# Conkie



## shawtycat (Feb 6, 2002)

Conkies aka Dunkanoo

3 ripe plantains 
1/2 teaspoon grd. cinnamon 
2 tablespoons butter 
2 tablespoons sifted flour 
1/2 cup brown sugar 
Banana leaves or aluminum foil 
1/2 teaspoon grated nutmeg Makes 1 Dozen. 

Place the plantains in a pot of salted water boil them until they are tender. In a bowl, mash the plantains with a fork and add the butter, sugar, and spices. If necessary, add a little flour to make thick paste. Wash the banana leaves and make them pliable by boiling them. Cut the leaves into pieces about 6 inches square. Then drop 2 tablespoonsful of the plaintain mixture onto each piece of leaf, roll it up, fold it over and tie the ends. Fill a large heavy saucepan with water and bring it to a boil. Add the conkie packages and boil them for 45 to 50 minutes Serve warm This is a great traditional bajun dish that is thought to be a descendant of Ghana's Kenkey. Conkies can be either sweet or savory and can be made with everything from grated fresh corn to plantains. When made with corn or cornmeal they are also called Dunkanoo... 


Err....this is kind of an acquired taste. It took me a while to realize I was allergic to the banana leaves.  You can use something else Im sure.


----------



## suzanne (May 26, 2001)

Is it okay to use plastic wrap? When I make tamales, that's usually what I wrap them in. 

And what goes with these? Looks like they'd be great with ice cream (of course, what isn't?).
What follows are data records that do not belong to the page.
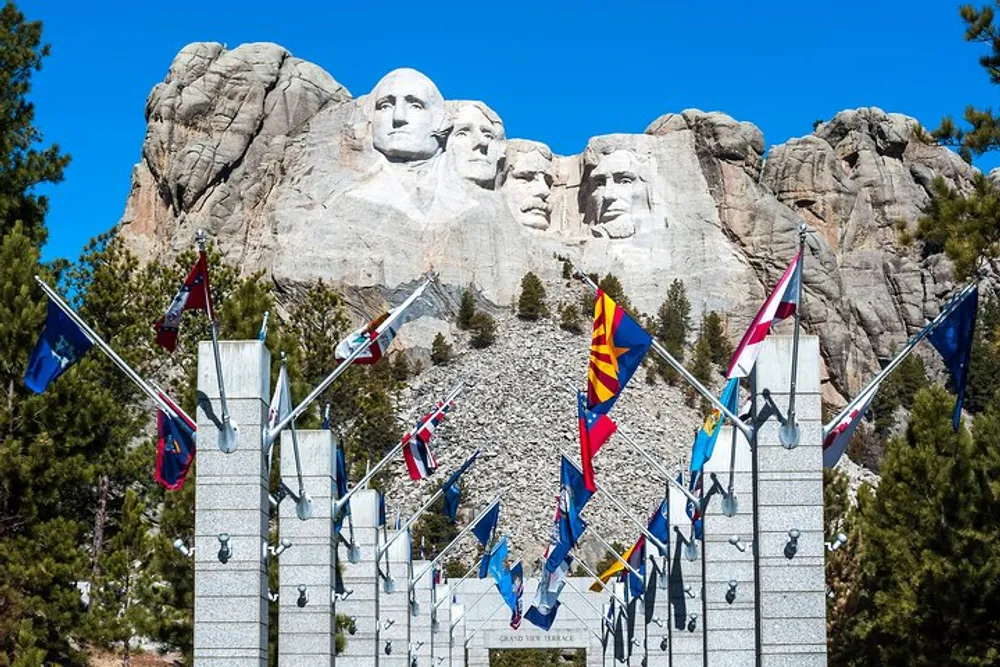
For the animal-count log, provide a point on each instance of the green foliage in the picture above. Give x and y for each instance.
(929, 592)
(441, 351)
(713, 332)
(433, 531)
(466, 311)
(569, 318)
(23, 165)
(531, 304)
(702, 368)
(538, 657)
(966, 228)
(484, 330)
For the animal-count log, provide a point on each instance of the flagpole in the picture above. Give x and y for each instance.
(621, 430)
(611, 550)
(465, 531)
(346, 363)
(676, 365)
(624, 510)
(595, 577)
(146, 388)
(900, 356)
(789, 433)
(229, 433)
(339, 503)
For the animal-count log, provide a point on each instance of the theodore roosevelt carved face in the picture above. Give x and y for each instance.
(619, 197)
(408, 119)
(476, 143)
(528, 183)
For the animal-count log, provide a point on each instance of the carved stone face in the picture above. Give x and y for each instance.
(408, 112)
(527, 188)
(619, 196)
(475, 143)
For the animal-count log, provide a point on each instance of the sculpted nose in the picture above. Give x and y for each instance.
(399, 115)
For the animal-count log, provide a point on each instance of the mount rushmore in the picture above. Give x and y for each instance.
(291, 174)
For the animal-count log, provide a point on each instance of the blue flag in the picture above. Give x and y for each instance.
(341, 489)
(484, 528)
(704, 442)
(569, 525)
(453, 490)
(952, 338)
(61, 345)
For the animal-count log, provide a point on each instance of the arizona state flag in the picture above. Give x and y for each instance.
(617, 347)
(193, 295)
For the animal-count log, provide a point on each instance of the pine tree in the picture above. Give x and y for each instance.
(531, 304)
(930, 586)
(23, 165)
(441, 351)
(466, 310)
(711, 329)
(484, 330)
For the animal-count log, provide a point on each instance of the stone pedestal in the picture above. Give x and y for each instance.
(790, 496)
(230, 605)
(306, 633)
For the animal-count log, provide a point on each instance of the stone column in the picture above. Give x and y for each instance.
(729, 613)
(306, 634)
(686, 646)
(359, 580)
(790, 496)
(230, 599)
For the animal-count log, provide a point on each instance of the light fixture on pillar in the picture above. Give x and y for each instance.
(183, 548)
(731, 593)
(281, 548)
(837, 543)
(225, 551)
(792, 547)
(303, 598)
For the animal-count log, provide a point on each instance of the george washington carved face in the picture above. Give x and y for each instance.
(408, 118)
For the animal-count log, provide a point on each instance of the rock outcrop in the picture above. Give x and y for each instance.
(290, 174)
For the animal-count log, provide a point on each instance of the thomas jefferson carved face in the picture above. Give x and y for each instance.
(619, 195)
(528, 183)
(408, 116)
(475, 144)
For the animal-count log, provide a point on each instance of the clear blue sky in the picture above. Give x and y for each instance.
(558, 72)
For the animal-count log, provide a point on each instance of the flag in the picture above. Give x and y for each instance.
(517, 576)
(836, 441)
(546, 603)
(696, 487)
(420, 461)
(781, 304)
(704, 442)
(569, 525)
(194, 294)
(617, 347)
(952, 338)
(483, 529)
(595, 429)
(61, 345)
(453, 490)
(341, 490)
(360, 336)
(175, 448)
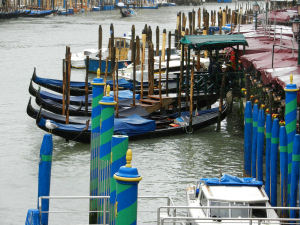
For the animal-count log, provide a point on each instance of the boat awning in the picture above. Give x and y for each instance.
(199, 42)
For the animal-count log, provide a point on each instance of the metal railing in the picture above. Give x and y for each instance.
(161, 219)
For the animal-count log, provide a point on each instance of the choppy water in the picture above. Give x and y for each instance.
(166, 164)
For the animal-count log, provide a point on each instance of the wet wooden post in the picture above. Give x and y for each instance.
(138, 51)
(105, 75)
(112, 44)
(144, 37)
(150, 68)
(134, 71)
(64, 87)
(194, 22)
(191, 98)
(117, 90)
(190, 21)
(163, 48)
(157, 41)
(68, 72)
(86, 85)
(180, 78)
(159, 84)
(199, 18)
(100, 45)
(221, 101)
(149, 34)
(132, 41)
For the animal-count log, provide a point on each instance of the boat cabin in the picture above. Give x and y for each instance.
(232, 196)
(229, 197)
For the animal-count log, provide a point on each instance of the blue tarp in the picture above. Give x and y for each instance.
(132, 125)
(123, 95)
(232, 181)
(77, 84)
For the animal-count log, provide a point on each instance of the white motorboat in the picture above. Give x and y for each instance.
(229, 200)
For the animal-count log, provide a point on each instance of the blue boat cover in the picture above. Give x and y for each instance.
(78, 84)
(123, 95)
(132, 125)
(230, 180)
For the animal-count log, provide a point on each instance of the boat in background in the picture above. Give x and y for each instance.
(217, 196)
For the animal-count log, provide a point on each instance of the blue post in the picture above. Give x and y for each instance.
(98, 87)
(254, 140)
(290, 121)
(268, 151)
(247, 138)
(33, 217)
(274, 152)
(283, 164)
(45, 175)
(260, 143)
(119, 147)
(127, 179)
(295, 174)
I love sweet plantains, but didn't know what else to do with them besides frying. This looks much more "lo-cal." Thanks!! :lips:


----------



## shawtycat (Feb 6, 2002)

Hmmm...If you had luck using plastic wrap with the tamales then it shouldn't be a problem.  This is kind of a sweet tamale I guess. :lol: We west indians are great copycats and love to lend our own twist to things. 

There is a conkie my grandmother makes with cornmeal. We make that one all the time in Barbados, around Christmas time I think. We ate them with Breadnuts. I found out that breadnuts were actually chestnuts when I went to an American grocery store for the first time.  So many names for one piece of produce.

Jodi


----------